Ella se convierte en un ente que vive y muere por esa obsesión. Lo que sigue es un cruel ciclo de violencia contra Carlos, quien se resiste a formar parte de ese viciado microcosmos. Atrapado en un ambiente que aparenta ser acogedor y familiar, Carlos goza de menor libertad que en una cárcel y su oponente supone una rival muy superior a él mismo, no solo por la ventaja considerable que mantiene sobre la piltrafa en la que se ha convertido, secuestrado y dopado por Montse, sino por el desconocimiento del hombre sobre los límites de la locura de su admiradora. Cada escalofriante descubrimiento que hace sobre ella le resulta más aterrador.

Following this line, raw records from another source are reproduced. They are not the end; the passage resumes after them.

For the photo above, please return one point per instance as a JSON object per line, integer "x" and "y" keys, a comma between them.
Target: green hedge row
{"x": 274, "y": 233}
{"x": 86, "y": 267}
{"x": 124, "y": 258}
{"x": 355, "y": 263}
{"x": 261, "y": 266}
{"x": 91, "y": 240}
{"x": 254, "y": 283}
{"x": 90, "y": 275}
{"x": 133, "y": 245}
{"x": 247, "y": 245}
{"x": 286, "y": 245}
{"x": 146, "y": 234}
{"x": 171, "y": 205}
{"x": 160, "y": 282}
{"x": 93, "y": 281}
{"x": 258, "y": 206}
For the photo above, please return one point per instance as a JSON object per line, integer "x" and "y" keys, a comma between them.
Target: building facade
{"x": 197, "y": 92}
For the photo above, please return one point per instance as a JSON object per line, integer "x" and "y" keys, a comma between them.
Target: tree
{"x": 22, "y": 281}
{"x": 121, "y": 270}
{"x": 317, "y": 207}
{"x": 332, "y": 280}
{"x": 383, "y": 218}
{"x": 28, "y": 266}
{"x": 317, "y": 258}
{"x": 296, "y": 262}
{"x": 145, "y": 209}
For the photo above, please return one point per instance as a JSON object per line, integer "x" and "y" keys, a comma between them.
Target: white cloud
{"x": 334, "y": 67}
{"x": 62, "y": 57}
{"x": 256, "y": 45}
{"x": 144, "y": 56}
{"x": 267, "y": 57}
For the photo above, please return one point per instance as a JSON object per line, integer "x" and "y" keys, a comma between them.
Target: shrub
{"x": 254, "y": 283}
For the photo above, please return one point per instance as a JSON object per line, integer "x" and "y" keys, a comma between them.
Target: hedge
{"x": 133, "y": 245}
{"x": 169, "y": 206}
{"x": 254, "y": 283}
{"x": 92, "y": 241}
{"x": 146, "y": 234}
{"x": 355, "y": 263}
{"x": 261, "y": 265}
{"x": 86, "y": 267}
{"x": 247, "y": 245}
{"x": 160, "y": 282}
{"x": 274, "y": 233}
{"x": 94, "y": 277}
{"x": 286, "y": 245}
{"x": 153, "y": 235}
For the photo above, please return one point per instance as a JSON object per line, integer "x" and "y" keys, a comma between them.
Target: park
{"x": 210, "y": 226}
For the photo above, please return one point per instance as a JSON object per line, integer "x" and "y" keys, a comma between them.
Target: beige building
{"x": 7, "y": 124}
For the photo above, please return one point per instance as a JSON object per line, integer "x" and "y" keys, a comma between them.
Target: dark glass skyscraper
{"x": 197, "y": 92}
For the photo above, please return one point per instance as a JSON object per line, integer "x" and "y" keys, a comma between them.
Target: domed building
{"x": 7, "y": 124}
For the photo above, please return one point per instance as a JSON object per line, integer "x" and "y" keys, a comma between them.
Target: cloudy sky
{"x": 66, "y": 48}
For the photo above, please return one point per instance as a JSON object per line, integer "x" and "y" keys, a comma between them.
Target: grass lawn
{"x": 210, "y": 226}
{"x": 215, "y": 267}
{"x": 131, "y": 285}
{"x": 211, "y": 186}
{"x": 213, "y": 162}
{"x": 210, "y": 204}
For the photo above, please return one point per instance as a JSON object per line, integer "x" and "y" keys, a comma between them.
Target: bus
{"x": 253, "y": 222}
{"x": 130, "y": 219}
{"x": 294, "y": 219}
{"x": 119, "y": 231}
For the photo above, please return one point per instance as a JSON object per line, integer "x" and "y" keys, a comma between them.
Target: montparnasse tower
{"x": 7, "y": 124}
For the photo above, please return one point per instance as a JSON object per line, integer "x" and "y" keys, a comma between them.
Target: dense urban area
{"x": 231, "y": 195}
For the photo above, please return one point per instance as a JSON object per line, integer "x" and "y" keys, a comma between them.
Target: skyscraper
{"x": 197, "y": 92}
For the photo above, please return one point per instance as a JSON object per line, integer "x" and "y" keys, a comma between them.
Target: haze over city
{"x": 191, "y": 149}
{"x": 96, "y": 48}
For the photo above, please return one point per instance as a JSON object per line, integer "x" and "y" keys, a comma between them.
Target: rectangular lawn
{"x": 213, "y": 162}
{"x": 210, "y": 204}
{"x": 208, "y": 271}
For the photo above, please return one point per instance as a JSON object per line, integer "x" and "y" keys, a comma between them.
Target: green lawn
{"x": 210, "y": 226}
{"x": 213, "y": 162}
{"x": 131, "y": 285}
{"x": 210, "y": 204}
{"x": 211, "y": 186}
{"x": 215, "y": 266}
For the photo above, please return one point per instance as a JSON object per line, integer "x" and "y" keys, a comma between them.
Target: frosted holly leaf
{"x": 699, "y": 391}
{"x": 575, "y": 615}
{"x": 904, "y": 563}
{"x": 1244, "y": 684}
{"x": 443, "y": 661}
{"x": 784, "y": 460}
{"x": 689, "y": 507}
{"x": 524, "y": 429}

Sangre de mi sangre se centra primero en la relación de las dos hermanas. Y conforme se va desarrollando la trama revela la locura contenida por años, y la personalidad obsesiva y agresiva de Montse, provocada por un secreto de familia. El uso de primeros planos en el rostro de ella —la cámara que se acerca en los momentos de ira— nos permiten sentir la desesperación de un postrado Carlos, quien, al igual que los espectadores, no puede hacer nada contra una demente, interpretada de manera magistral por Gómez. La ansiedad se agudiza por el estrecho espacio de la vivienda en la que se desarrolla la mayor parte de la historia. La narración se desliza por diferentes géneros (drama, thriller, terror) sin perder el ritmo y la integridad tonal de sus inicios, especialmente cuando todo el infierno se desata: secuencias gore sazonadas con un sugestivo ambiente de cuento de terror, dosis del humor negro y el gusto por lo macabro del propio De la Iglesia.

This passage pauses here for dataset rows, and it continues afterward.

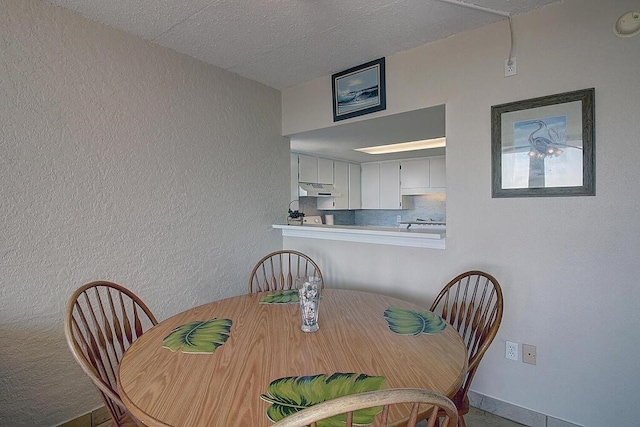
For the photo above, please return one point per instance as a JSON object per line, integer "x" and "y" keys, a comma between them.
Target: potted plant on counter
{"x": 294, "y": 217}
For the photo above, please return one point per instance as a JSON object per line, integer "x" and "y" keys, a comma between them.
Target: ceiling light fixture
{"x": 627, "y": 25}
{"x": 405, "y": 146}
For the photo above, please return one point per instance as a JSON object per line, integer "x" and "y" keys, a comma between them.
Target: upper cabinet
{"x": 423, "y": 176}
{"x": 346, "y": 180}
{"x": 355, "y": 186}
{"x": 314, "y": 169}
{"x": 437, "y": 173}
{"x": 381, "y": 185}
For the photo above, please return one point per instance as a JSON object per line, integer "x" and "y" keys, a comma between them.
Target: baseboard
{"x": 90, "y": 419}
{"x": 515, "y": 413}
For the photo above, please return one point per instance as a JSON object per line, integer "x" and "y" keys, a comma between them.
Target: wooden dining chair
{"x": 471, "y": 303}
{"x": 279, "y": 270}
{"x": 420, "y": 402}
{"x": 102, "y": 320}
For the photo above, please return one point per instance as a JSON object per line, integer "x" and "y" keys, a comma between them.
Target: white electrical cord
{"x": 487, "y": 10}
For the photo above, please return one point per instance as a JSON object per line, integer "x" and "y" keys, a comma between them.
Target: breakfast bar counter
{"x": 421, "y": 238}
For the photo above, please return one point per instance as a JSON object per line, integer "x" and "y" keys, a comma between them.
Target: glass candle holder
{"x": 309, "y": 295}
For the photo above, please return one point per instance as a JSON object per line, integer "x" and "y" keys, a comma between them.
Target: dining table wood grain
{"x": 162, "y": 387}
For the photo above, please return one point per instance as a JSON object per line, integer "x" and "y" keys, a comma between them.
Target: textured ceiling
{"x": 282, "y": 43}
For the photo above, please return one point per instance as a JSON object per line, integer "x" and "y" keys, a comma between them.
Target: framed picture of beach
{"x": 359, "y": 90}
{"x": 544, "y": 146}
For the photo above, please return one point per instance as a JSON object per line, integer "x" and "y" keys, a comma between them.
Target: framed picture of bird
{"x": 544, "y": 146}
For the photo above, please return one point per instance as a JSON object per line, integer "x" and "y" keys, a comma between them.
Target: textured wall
{"x": 124, "y": 161}
{"x": 568, "y": 265}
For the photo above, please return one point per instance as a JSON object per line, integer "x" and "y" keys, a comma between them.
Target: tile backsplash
{"x": 427, "y": 207}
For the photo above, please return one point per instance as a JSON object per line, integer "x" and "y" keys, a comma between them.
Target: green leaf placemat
{"x": 288, "y": 296}
{"x": 198, "y": 336}
{"x": 405, "y": 321}
{"x": 292, "y": 394}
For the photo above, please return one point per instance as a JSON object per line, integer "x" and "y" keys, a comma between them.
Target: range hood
{"x": 317, "y": 190}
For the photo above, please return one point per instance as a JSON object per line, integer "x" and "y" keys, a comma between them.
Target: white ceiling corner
{"x": 283, "y": 43}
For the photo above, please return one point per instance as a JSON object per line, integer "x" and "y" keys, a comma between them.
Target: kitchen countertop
{"x": 415, "y": 237}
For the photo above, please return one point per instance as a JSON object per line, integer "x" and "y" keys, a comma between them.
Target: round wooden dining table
{"x": 265, "y": 343}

Los directores de Sangre de mi sangre apuestan por un montaje muy refinado, teatral e intimista. La casa y sus objetos son un personaje más de la trama. Otro aspecto a destacar de la cinta es su acertado reparto, con una inquietante Macarena Gómez que consigue una interpretación muy elaborada, siempre al borde de la locura. Su mirada no solo refleja el vacío fantasmal de la soledad. Sino la desesperación que la empuja a los territorios de la inhumanidad.

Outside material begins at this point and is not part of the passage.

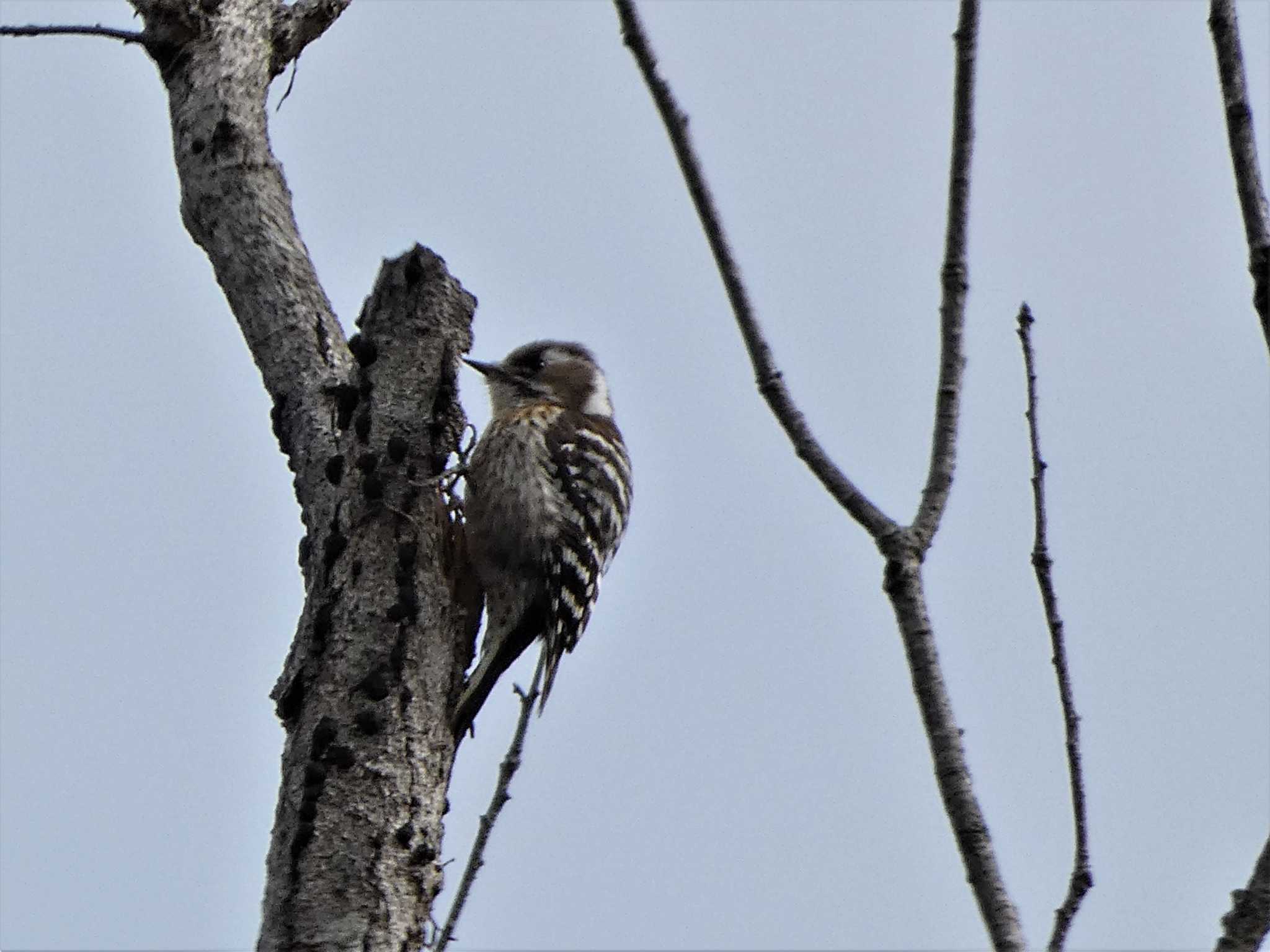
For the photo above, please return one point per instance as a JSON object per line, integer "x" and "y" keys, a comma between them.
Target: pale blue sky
{"x": 733, "y": 757}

A pesar de estos aciertos, los vaivenes en el tono de la película, entre el drama y el humor negro no siempre se presentan de manera equilibrada, a causa de un guión que por momentos no termina de dibujar con nitidez a sus protagonistas, que pasan de un estado a otro sin explicación alguna, lo que produce una desconexión con el espectador. Lo que al principio era sugerente y motivador, se va haciendo demasiado explícito y casi intrascendente, con un desenlace previsible desde la segunda parte. Los atinos de Sangre de mi sangre se concentran en recuperar ese tono de terror decadente que encabezó Amenábar en la España de los noventa (Tesis, 1996; Abre los ojos, 1997).